There are two stages for this second part.

First, the development of risk-indicating tests. The required tests are already available; oxygen saturation measurement (as Dr Rammya Mathew suggested in a previous column (1), and as I have been arguing for weeks, availability of pulse oximeters enables this), and tests in deteriorating patients that point to cytokine overactivity and thrombotic risk such as serum ferritin and D-dimer.

Second, the development of cytokine storm management. In those who have abnormal tests showing they are developing a cytokine storm, the use of cytokine blockers, low molecular weight heparin in treatment not prophylactic doses, and steroids (in high dose, given early) must be instituted. Early. Current thinking that one should reserve these for late cases is analogous to treating cancer only when it gets to stage 4; it then does not work. Neither does dribbling in too little. Likewise treating with antiviral agents may reduce the ongoing storm but will do nothing to mitigate a storm that is already present. Which is the more important – the storm or the virus? My money is on the storm.

These are the measures that need to be in place before a second peak. Then patients may get SARS-CoV-2 but not die from Covid-19. A second wave is unstoppable if, as in Singapore, it transpires that large numbers of infected people are asymptomatic. That is why what matters is treating the severely ill with things that work. Deciding that is a matter for clinicians, not epidemiologists, public health doctors, social service or community groups or a public inquiry.

In conclusion Stephen Glover points out that in the 1968 influenza epidemic (which killed twice as many people as Covid-19 has yet done) there was no panic.
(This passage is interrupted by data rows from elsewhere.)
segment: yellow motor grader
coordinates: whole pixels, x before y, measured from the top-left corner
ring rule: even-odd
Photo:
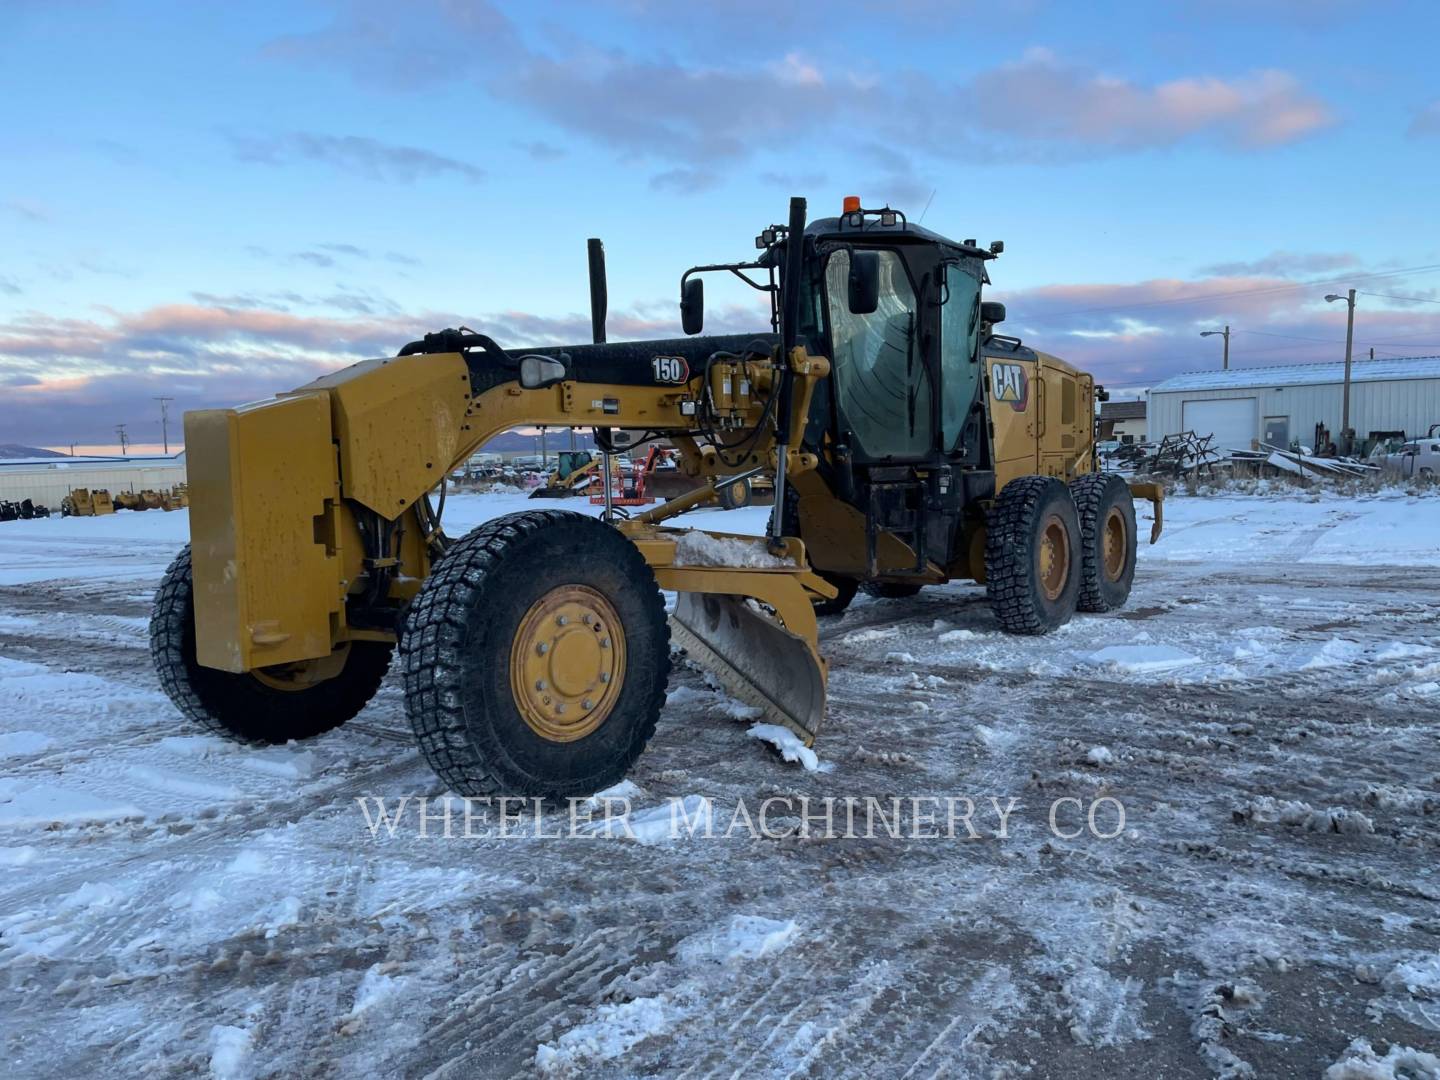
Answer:
[[[150,641],[181,712],[274,743],[354,716],[398,651],[419,747],[449,787],[563,798],[619,780],[655,730],[672,640],[810,743],[817,614],[983,582],[1043,633],[1123,604],[1132,489],[1096,471],[1090,376],[996,333],[1003,249],[848,198],[803,199],[753,260],[681,278],[685,337],[507,349],[442,330],[273,400],[185,417],[191,543]],[[705,336],[704,279],[768,294],[767,332]],[[442,478],[514,427],[593,428],[604,455],[665,439],[697,482],[766,477],[769,535],[674,529],[713,484],[622,520],[510,514],[452,539]],[[598,470],[608,492],[611,470]],[[432,496],[440,492],[440,504]],[[668,619],[665,591],[677,594]]]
He asks why (2). That might be an interesting subject for an inquiry.

It is now six weeks since I first wrote about the likelihood of severe Covid-19 being due to a cytokine storm. Clinicians with experience of dealing with this have not been consulted, as far as I am aware. I have had no response to my repeated attempts to highlight this with the powers that be – not even acknowledgement of receipt of my communications. If I am proved correct (and I concede that The Science may yet come up with alternative mechanisms for severe illness), I wonder how many lives would not have been lost.

References:

1. Mathew R. Innovation during the pandemic. BMJ, 12th May 2020. https://doi.org/10.1136/bmj.m1855

2. Glover S. News spreads faster than the virus. The Oldie, June 2020, 63

I am currently writing an open letter to Matt Hancock, with a draft protocol for where to go from here. As it appears that he doesn’t answer emails I shall send it the old way, on paper in an envelope, first class. I have an appropriate stamp of HMS Warspite firing a full broadside on D-Day 1944.  Copies to… many!